Em Tabatinga, esperavam cerca de um mês por um visto provisório. Um ano e meio após o terremoto a procura era tamanha que apenas ali tinha cerca de 500 haitianos esperando pelo tal visto provisório como refugiado no Brasil. Segundo as autoridades locais, os haitianos não provocavam tumulto, apesar de muitos deles se concentrarem na atividade informal no afã de juntar dinheiro suficiente para ir à Manaus, onde são abrigados pela Igreja Católica.

Como muitos são evangélicos, a Igreja Assembléia de Deus também se mobilizou na região para acolher os haitianos. Alguns trouxeram até cartas de recomendação de seus pastores.

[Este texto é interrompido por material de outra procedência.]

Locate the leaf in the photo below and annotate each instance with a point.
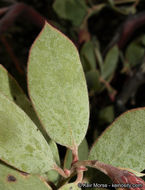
(82, 152)
(70, 186)
(21, 143)
(122, 144)
(14, 180)
(88, 56)
(10, 88)
(57, 87)
(73, 10)
(110, 63)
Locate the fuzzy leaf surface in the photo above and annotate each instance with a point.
(57, 87)
(11, 89)
(122, 144)
(21, 143)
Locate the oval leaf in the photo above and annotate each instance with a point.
(14, 180)
(57, 87)
(21, 143)
(122, 144)
(11, 89)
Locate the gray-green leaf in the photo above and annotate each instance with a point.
(21, 143)
(10, 88)
(57, 87)
(122, 144)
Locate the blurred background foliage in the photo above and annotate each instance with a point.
(109, 35)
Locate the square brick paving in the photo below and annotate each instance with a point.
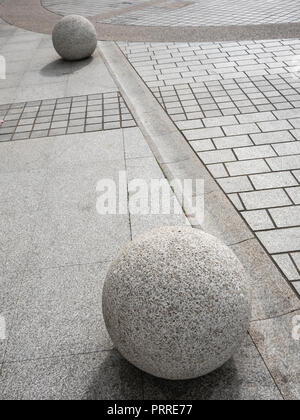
(238, 105)
(53, 117)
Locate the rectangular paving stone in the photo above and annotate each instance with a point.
(232, 141)
(296, 258)
(219, 121)
(273, 180)
(294, 194)
(281, 240)
(202, 145)
(241, 129)
(284, 163)
(274, 126)
(287, 266)
(218, 170)
(217, 156)
(203, 133)
(247, 167)
(287, 148)
(256, 117)
(276, 137)
(235, 184)
(254, 152)
(265, 199)
(258, 220)
(286, 216)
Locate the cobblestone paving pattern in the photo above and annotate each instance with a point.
(238, 105)
(53, 117)
(184, 12)
(212, 13)
(86, 8)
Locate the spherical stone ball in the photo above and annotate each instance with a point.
(74, 38)
(176, 303)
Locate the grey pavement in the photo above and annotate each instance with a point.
(236, 103)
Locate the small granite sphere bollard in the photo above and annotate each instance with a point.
(74, 38)
(176, 303)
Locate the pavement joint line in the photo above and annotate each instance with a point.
(167, 149)
(31, 15)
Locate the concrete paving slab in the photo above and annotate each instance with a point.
(244, 377)
(60, 309)
(96, 376)
(278, 342)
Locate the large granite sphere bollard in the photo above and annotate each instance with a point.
(74, 38)
(176, 303)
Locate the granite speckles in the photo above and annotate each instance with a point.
(74, 38)
(176, 303)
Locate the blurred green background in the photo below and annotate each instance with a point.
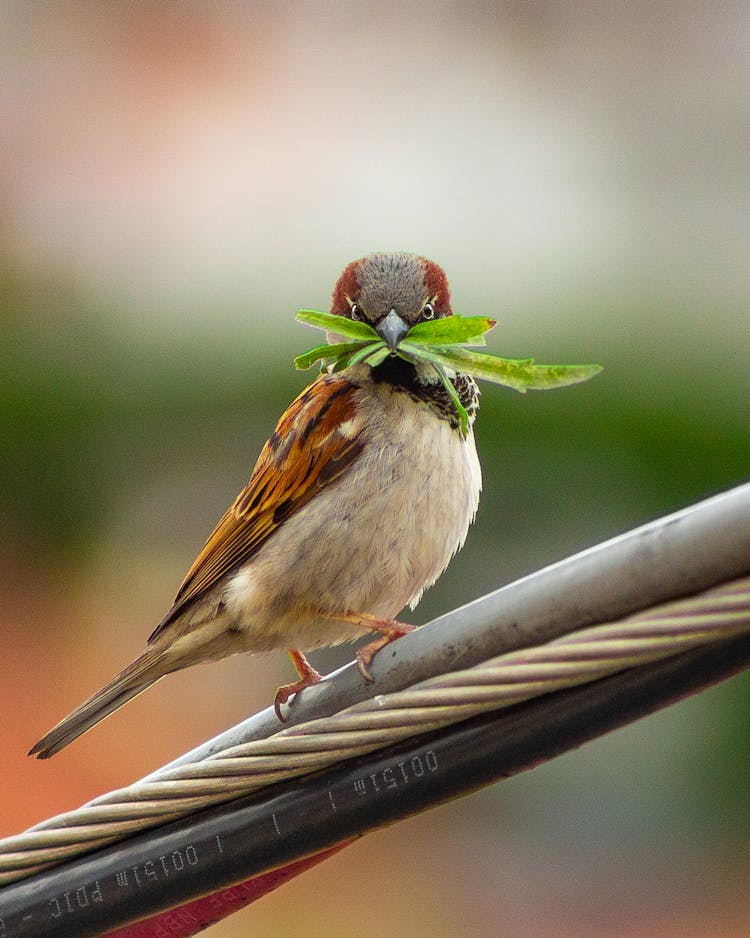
(178, 179)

A economia brasileira em expansão, a oferta de empregos no polo de Manaus tem absorvido a mão de obra haitiana, como operários na indústria de base e construção civil, recebendo um salário mínimo. É claro que chegam pessoas dos mais variados perfis, desde aqueles com ensino superior e bilíngue até casos mais inusitados como de um jogador da seleção haitiano de futebol, recebido pela Pastoral do Migrante. Ele deixou a Ilha em busca de emprego no centro industrial, onde há a concentração das grandes multinacionais em ação no Brasil.

Conforme dito anteriormente, a cidade de Brasileia também recebe um grande número de Haitianos. Lá, a prefeitura não mede esforços para ajudá-los. Apesar do estreito orçamento do municipio, determinou que os refugiados receberão assistência médica e alimentar do governo do Acre, além do direito a abrigo.

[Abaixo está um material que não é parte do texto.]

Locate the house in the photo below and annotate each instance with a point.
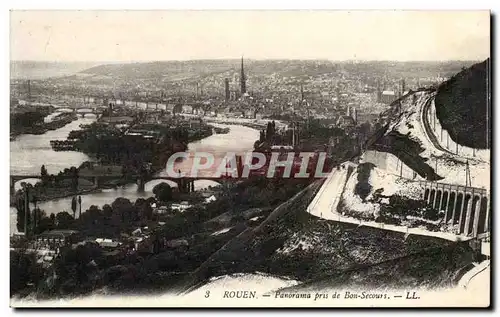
(210, 199)
(108, 244)
(180, 207)
(388, 96)
(54, 239)
(345, 122)
(250, 113)
(187, 109)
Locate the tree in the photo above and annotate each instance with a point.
(124, 209)
(64, 220)
(43, 173)
(73, 206)
(21, 206)
(163, 192)
(23, 270)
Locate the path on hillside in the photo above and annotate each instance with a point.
(324, 205)
(427, 127)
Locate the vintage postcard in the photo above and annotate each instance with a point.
(250, 159)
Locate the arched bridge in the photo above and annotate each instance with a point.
(82, 110)
(185, 184)
(466, 208)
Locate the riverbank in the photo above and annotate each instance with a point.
(59, 195)
(61, 121)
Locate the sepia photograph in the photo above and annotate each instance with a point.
(244, 158)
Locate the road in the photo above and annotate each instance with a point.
(427, 127)
(324, 205)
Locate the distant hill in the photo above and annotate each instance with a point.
(462, 106)
(42, 70)
(152, 70)
(179, 70)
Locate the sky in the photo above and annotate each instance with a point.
(128, 36)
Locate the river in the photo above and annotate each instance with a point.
(29, 152)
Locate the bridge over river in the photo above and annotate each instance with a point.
(185, 184)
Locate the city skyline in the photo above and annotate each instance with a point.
(71, 36)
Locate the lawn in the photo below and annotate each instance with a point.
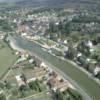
(7, 58)
(41, 96)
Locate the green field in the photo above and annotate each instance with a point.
(7, 58)
(87, 84)
(41, 96)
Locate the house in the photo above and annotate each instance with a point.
(56, 82)
(37, 72)
(97, 69)
(2, 36)
(19, 80)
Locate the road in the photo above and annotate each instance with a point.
(78, 78)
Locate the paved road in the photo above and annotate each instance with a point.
(80, 90)
(80, 80)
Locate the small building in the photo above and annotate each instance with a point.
(19, 80)
(57, 82)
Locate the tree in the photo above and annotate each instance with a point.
(2, 97)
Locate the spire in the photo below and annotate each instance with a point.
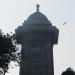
(37, 7)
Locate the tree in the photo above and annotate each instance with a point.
(69, 71)
(7, 51)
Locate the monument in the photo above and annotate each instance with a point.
(37, 37)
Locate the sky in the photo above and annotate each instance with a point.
(14, 12)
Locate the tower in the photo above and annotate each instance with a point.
(37, 37)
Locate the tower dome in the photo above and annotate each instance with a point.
(37, 18)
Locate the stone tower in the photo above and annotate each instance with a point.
(37, 37)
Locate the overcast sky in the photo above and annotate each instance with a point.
(14, 12)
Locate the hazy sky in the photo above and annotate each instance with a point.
(14, 12)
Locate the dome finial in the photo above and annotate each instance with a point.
(37, 7)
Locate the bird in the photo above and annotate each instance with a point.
(65, 23)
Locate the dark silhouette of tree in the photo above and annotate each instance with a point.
(69, 71)
(7, 51)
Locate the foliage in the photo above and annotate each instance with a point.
(7, 51)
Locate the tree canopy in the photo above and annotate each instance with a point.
(7, 51)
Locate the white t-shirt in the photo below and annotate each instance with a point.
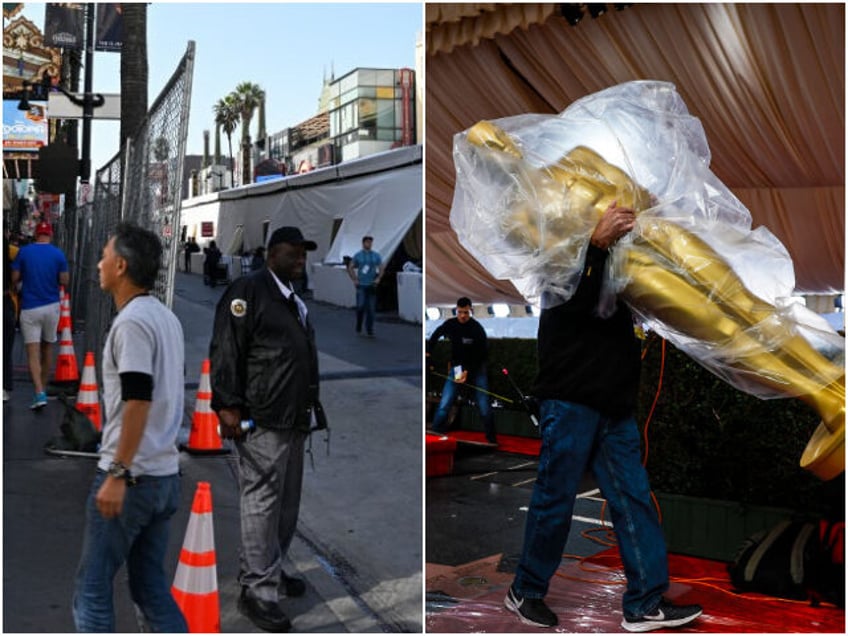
(145, 337)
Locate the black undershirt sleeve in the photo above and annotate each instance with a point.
(136, 386)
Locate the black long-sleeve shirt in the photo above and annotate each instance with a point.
(584, 358)
(468, 342)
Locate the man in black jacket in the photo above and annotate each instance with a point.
(468, 360)
(588, 383)
(264, 368)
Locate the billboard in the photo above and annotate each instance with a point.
(64, 25)
(24, 130)
(110, 27)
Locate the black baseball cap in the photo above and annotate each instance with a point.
(292, 235)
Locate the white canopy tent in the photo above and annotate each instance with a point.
(379, 195)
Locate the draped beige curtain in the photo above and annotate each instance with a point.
(766, 80)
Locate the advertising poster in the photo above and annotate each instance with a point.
(64, 25)
(109, 34)
(24, 130)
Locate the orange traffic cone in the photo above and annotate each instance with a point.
(64, 311)
(67, 372)
(195, 587)
(88, 400)
(204, 437)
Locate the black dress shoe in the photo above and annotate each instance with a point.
(264, 614)
(293, 587)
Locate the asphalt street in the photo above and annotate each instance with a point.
(359, 539)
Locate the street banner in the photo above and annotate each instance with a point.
(24, 130)
(110, 27)
(64, 25)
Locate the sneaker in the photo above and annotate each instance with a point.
(39, 401)
(665, 615)
(531, 611)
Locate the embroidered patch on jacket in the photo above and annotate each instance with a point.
(238, 307)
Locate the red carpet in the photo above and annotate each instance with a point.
(587, 598)
(506, 443)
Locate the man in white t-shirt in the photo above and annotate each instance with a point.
(137, 486)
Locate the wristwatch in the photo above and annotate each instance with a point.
(119, 471)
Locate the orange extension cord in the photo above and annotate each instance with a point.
(607, 535)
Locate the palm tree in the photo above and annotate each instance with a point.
(134, 70)
(227, 116)
(248, 97)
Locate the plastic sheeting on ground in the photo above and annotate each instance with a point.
(586, 596)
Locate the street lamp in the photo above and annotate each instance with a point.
(88, 101)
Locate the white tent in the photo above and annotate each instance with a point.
(380, 195)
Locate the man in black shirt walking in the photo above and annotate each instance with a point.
(468, 361)
(587, 386)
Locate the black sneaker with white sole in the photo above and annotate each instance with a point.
(531, 611)
(665, 615)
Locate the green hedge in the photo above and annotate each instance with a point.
(705, 438)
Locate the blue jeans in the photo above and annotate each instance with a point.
(576, 437)
(449, 392)
(139, 536)
(366, 306)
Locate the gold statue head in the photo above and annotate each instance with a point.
(486, 134)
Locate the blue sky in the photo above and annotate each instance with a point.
(286, 48)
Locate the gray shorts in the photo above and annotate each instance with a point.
(40, 324)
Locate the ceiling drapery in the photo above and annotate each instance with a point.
(767, 82)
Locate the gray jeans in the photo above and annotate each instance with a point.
(271, 476)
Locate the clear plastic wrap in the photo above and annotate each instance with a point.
(531, 188)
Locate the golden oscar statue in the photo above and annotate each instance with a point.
(669, 274)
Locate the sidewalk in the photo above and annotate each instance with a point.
(358, 544)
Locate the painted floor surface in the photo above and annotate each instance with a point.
(474, 534)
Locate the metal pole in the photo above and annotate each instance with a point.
(88, 103)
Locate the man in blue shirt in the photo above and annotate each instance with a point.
(41, 268)
(366, 270)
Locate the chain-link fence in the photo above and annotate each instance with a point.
(142, 185)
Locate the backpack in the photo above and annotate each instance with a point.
(796, 560)
(78, 433)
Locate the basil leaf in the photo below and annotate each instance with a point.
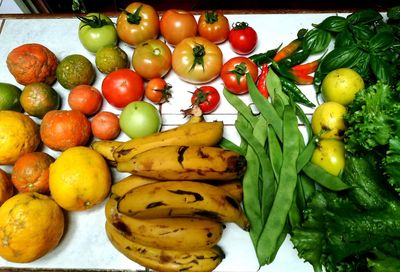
(381, 41)
(333, 24)
(364, 16)
(317, 40)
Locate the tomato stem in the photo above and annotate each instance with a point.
(134, 18)
(198, 53)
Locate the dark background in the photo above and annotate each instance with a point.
(65, 6)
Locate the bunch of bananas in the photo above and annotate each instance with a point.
(169, 214)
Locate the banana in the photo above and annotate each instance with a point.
(166, 260)
(177, 162)
(106, 148)
(193, 132)
(166, 233)
(126, 184)
(182, 199)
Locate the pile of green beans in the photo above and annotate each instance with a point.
(280, 177)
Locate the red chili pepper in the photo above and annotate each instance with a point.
(261, 82)
(306, 68)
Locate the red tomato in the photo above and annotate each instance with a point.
(207, 98)
(176, 25)
(158, 90)
(86, 99)
(214, 26)
(122, 87)
(233, 74)
(105, 125)
(242, 38)
(138, 23)
(152, 59)
(197, 60)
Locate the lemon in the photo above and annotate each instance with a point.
(75, 70)
(111, 58)
(341, 86)
(19, 135)
(9, 97)
(79, 179)
(31, 225)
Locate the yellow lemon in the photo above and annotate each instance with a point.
(19, 135)
(31, 225)
(79, 179)
(341, 86)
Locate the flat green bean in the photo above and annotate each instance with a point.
(324, 178)
(268, 242)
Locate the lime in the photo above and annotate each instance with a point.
(111, 58)
(75, 70)
(39, 98)
(9, 97)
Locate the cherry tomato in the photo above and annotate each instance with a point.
(242, 38)
(86, 99)
(176, 25)
(158, 90)
(122, 87)
(214, 26)
(207, 98)
(96, 31)
(138, 23)
(105, 125)
(197, 60)
(233, 74)
(152, 59)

Em 12 janeiro de 2012 entrou em vigor a Resolução nº 97/2012 do Conselho Nacional de Imigração (CNIg), estabeleceu que a Embaixada Brasileira no Haiti concederia cem vistos de trabalho ao mês para aqueles haitianos que desejassem vir para terras brasileiras (Acesse aqui o documento compelto).
O governo implantou uma medida para facilitar a entrada dos haitianos no Brasil, o que não acontece de fato. Por exemplo, na mesma época a Polícia Federal passou a barrar haitianos que chegavam sem a permissão de entrada. 273 foram barrados ao chegar em Assis (Acre) e esperaram quase três meses em Iñapari (cidade peruana, fronteiriça à Assis), quando foram autorizados pela administração do governo federal. Naquele momento alguns já tinham desistido de esperar e 245 receberam a tal autorização.

Além disso, muitos haitianos tem procurado a embaixada brasileira em Porto Príncipe, interessados em obter o visto. Entretanto devido às exigencias burocráticas -ter o passaporte em dia, comprovar ser residente do Haiti, além de apresentar bons antecedentes- barram muitas concessões. Além de todos esses documentos, a emissão do visto custa US$200.

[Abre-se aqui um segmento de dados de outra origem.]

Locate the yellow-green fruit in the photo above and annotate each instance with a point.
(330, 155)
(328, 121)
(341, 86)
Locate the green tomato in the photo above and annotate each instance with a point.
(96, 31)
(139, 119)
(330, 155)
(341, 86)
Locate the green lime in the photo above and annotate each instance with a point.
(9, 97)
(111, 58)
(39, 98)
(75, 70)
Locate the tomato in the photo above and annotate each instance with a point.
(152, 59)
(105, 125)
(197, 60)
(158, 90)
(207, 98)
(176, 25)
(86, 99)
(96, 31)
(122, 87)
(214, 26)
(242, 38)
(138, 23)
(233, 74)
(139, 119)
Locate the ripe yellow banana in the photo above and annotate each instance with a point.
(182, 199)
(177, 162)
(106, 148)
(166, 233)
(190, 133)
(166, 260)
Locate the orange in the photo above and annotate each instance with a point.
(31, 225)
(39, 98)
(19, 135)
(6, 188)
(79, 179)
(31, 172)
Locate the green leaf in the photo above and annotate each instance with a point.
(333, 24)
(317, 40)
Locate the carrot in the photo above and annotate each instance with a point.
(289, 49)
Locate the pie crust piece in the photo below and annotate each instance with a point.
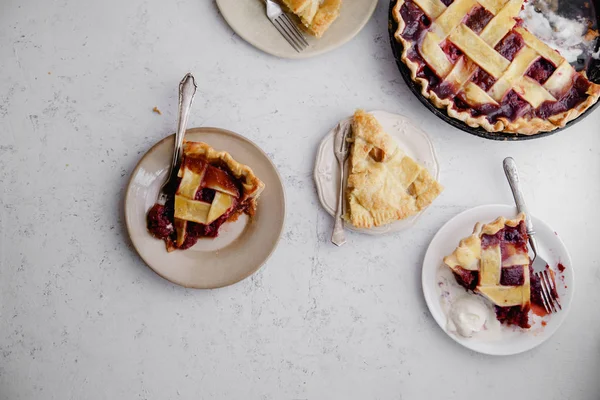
(384, 184)
(213, 188)
(316, 15)
(475, 60)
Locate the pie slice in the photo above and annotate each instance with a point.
(494, 262)
(475, 60)
(384, 184)
(316, 15)
(213, 188)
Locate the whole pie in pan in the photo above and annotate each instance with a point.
(474, 59)
(213, 188)
(494, 262)
(316, 15)
(384, 184)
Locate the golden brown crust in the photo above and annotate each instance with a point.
(519, 126)
(468, 253)
(315, 15)
(328, 12)
(384, 184)
(489, 261)
(252, 186)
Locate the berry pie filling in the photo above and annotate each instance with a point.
(205, 196)
(160, 219)
(510, 103)
(497, 266)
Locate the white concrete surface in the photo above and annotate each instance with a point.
(81, 316)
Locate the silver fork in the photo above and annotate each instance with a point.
(549, 298)
(285, 26)
(340, 149)
(187, 90)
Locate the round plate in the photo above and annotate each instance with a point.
(511, 340)
(248, 19)
(411, 139)
(593, 73)
(242, 247)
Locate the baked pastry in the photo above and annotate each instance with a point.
(494, 262)
(384, 184)
(213, 188)
(316, 15)
(475, 60)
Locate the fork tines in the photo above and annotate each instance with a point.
(549, 298)
(286, 27)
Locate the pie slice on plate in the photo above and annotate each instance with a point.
(213, 188)
(316, 15)
(494, 262)
(384, 184)
(475, 60)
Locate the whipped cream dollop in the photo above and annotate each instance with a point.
(468, 315)
(568, 36)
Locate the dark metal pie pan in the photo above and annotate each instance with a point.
(567, 8)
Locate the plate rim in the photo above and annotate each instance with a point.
(305, 53)
(428, 300)
(456, 123)
(128, 191)
(348, 226)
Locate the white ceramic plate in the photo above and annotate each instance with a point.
(242, 247)
(411, 139)
(248, 19)
(511, 340)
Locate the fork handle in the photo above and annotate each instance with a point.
(338, 237)
(512, 174)
(187, 90)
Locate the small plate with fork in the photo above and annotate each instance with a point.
(410, 138)
(242, 246)
(249, 20)
(441, 290)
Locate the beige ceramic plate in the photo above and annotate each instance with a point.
(248, 19)
(242, 246)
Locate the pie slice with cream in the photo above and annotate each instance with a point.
(384, 184)
(494, 262)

O Ministério da Justiça divulgou que desde 2010 mais de 4mil haitianos entraram no Brasil, e desses 1,6mil estão anistiados pela Resolução nº797/2012 do CNIg. Enquanto que até o ano de 2010, os haitianos que chegavam aqui eram basicamente estudantes em rotas legais. Tanto pelo programa de graduação ou pós-graduação, nos últimos cinco anos, só o programa Programa de Estudantes Convênio de Graduação (PEC-G) selecionou 41 jovens.